An analysis of model architecture reveals a counterintuitive trend: increased model size and sophistication do not correlate with improved robustness against jailbreaks. In some instances, smaller models successfully blocked prompts that compromised larger ones.

This phenomenon likely stems from the advanced reasoning capabilities of larger models. While they possess more knowledge, they are also better equipped to parse complex, multi-step role-playing scenarios or encoding schemes used in adversarial prompts. Smaller models, lacking the capacity to interpret these complex instructions, may default to a refusal state more often, inadvertently resulting in a safer outcome.

Matteo Dora, Chief Technology Officer at Giskard, notes that capability often brings complexity. "It's not directly proportional, but clearly with more capabilities you have more risks, because the [exposure] surface is much larger and the things that can go wrong increase," says Dora. He adds that while decoding prompts is one risk, capable models can also be more effective at misdirection or concealing objectives, increasing the burden on security teams to monitor outputs.

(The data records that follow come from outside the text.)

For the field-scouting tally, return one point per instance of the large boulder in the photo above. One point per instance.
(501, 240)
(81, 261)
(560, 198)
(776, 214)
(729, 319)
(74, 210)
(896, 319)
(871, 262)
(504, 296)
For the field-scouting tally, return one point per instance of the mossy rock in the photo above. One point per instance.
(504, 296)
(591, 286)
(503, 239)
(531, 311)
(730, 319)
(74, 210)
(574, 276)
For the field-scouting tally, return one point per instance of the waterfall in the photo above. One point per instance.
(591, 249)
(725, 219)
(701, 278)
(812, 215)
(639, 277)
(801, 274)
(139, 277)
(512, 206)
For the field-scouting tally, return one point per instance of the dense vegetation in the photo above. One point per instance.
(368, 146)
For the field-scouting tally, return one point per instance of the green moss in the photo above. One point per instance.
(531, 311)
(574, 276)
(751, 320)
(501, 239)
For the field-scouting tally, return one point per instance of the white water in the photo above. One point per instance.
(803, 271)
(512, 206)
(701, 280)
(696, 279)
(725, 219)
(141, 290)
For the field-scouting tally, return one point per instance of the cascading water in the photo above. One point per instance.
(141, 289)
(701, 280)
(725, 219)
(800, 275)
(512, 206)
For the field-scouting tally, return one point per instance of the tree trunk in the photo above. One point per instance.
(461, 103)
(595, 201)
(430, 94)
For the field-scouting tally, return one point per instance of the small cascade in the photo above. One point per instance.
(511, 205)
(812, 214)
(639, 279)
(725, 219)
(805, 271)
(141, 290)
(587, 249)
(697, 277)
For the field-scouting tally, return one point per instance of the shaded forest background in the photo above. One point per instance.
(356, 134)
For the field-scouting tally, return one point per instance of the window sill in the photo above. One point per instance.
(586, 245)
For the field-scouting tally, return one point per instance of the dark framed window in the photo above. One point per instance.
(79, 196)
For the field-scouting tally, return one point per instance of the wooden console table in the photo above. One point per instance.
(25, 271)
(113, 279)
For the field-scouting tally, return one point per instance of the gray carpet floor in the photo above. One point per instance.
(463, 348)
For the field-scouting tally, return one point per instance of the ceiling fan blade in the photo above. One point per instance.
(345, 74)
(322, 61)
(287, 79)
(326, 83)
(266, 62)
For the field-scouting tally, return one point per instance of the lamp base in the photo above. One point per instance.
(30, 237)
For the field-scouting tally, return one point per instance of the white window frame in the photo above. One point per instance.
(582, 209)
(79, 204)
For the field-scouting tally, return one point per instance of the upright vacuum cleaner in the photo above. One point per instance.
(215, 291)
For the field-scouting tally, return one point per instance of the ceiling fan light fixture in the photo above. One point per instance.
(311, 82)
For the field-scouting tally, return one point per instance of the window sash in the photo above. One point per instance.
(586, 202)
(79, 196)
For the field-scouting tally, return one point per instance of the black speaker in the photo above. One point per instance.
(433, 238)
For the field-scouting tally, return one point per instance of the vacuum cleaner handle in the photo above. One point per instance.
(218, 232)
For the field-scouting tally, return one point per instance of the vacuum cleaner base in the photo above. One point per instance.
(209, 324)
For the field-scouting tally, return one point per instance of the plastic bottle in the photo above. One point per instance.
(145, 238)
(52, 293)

Performance Across Safety Metrics

Beyond jailbreaks, the benchmark evaluated resistance to prompt injection and the generation of misinformation.

  • Prompt Injection: Gemini (excluding 3.0 Pro) and Deepseek demonstrated resistance rates around 40% to 50%. Fifth-generation GPT models performed stronger, scoring above 80%.

  • Misinformation: GPT models maintained a passing standard, while other families struggled to consistently separate fact including hallucination.

One positive trend emerged across the industry: the refusal to generate overtly harmful content. Most models tested in the PHARE benchmark successfully declined and provide instructions for dangerous activities or criminal behavior. This suggests that basic safety filters regarding high-risk topics are functioning effectively across most platforms, particularly in newer reasoning models.

Evaluating Alignment Methodologies

The data identifies one model family that consistently outperforms peers across safety metrics: Anthropic’s Claude.

Claude 4.1 and 4.5 models resisted jailbreak attempts 75% to 80% of the time. The benchmark also recorded high performance for Claude in preventing harmful content generation, reducing hallucinations, and mitigating bias. The performance gap is significant enough that Anthropic’s data points visibly skew the industry average.

When plotted over time, the industry "r-line" (average progress) appears to show steady improvement. However, closer inspection reveals that Anthropic’s models are the primary drivers of this upward trend. If Anthropic’s data is removed, the industry trajectory for safety improvements flattens significantly, suggesting that most other providers are maintaining the status quo rather than advancing security standards.

The divergence in performance may be attributed to different engineering philosophies. Dora suggests that the difference lies in when safety is introduced in the development lifecycle.

"Anthropic has what they call the 'alignment engineers', people in charge of tuning, let's say, the personality and also the safety parts of the model's behavior. They embed it in all the training phases. They consider it part of the intrinsic quality of the model," Dora explains.

In contrast, other major providers, such as OpenAI, have historically treated alignment as a refinement step applied to the raw product at the end of the pipeline. "Performance gets bundled in the pipeline, and then there's this last step to refine the behavior," Dora notes. "So some people are saying these two different schools really lead to different results."

For organizations integrating LLMs into their infrastructure, understanding these architectural differences is vital. Models built with safety as an intrinsic component of training may offer a more resilient foundation for secure applications.